Wolfgang Günther dari Institute for Tourism Research in Northern Europe - NIT di Kiel menyerukan agar adaptasi itu dilakukan lebih cepat lagi. Dia mengatakan penting untuk memiliki "lebih banyak fleksibilitas" agar lebih siap menghadapi perubahan kondisi cuaca. Penawaran wisata harus dimodifikasi dan dikembangkan baru di wilayah-wilayah berisiko.
Di masa depan, situasi akan menjadi menjadi lebih ekstrem, kata Peter Hoffmann. Masa cuaca panas akan bertahan lebih lama, hujan lebat akan menjadi lebih deras, dan badai jadi lebih ganas, jelasnya. Mereka yang bergerak dan bertanggung jawab di sektor wisata perlu memiliki kreativitas untuk sebuah pendekatan baru.
Contoh positif
Terkadang, perlu memandang melampaui karakteristik geografis suatu area untuk menemukan solusi, kata Hans-Joachim Hermann. Dia mengepalai departemen strategi keberlanjutan internasional di Badan Lingkungan Jerman.
Dia menunjuk contoh dari Swiss, di mana pada 2003, Stockhornbahn AG - sebuah perusahaan perjalanan - memutuskan menghentikan pengoperasian lereng ski, dan sebagai gantinya fokus pada jenis wisata musim dingin yang berbeda. Menawarkan wisata ski tidak menguntungkan lagi, "jadi mereka mengembangkan model bisnis baru yang berfokus pada tamasya, menambah keahlian memasak, serta berbagai kegiatan musim panas dan musim dingin yang berorientasi alam, sambil mengurangi operasional wisata musim dingin hanya dari Rabu sampai Minggu."
Badan Lingkungan Jerman, bersama dengan Asosiasi Pariwisata, PIK dan asosiasi-asosiasi lainnya, sudah menyusun panduan "Adapting to Climate Change: Shaping the Future in Tourism." Juga menawarkan lokakarya untuk manajer pariwisata untuk menambah wawasan dan ide-ide tentang bagaimana membuat daerah liburan masing-masing sukses di masa depan dengan mengembangkan strategi pariwisata yang baru.
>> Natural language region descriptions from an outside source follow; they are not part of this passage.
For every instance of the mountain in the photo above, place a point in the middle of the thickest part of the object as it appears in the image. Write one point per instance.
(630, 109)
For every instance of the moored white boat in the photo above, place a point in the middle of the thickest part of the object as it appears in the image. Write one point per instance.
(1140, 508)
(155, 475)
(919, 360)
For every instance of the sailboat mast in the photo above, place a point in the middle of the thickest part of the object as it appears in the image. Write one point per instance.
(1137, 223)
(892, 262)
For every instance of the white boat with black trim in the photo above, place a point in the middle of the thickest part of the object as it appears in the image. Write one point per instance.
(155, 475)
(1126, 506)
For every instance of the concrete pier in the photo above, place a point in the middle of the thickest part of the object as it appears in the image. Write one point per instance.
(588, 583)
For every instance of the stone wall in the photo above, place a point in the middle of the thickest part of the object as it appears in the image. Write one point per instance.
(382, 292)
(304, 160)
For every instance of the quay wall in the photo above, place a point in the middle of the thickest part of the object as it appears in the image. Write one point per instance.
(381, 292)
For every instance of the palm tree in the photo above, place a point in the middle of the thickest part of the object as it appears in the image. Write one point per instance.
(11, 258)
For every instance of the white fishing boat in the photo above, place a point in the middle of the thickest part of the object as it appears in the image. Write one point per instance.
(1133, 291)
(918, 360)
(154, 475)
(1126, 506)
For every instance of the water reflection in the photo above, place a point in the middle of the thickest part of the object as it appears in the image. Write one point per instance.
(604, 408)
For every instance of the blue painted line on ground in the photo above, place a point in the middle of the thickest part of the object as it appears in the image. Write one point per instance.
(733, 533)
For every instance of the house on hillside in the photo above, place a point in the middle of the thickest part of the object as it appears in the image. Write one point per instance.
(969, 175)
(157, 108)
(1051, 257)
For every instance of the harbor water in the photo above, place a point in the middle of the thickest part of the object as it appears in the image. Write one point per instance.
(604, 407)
Namun Wolfgang Günther juga menyadari, masih banyak destinasi wisata yang belum menerima kenyataan ini. "Beberapa akan berhasil, yang lain akan terjebak dalam kegagalan mereka," katanya. "Semakin cepat kita membalikkan tren, makin banyak hal-hal positif yang akan terlihat."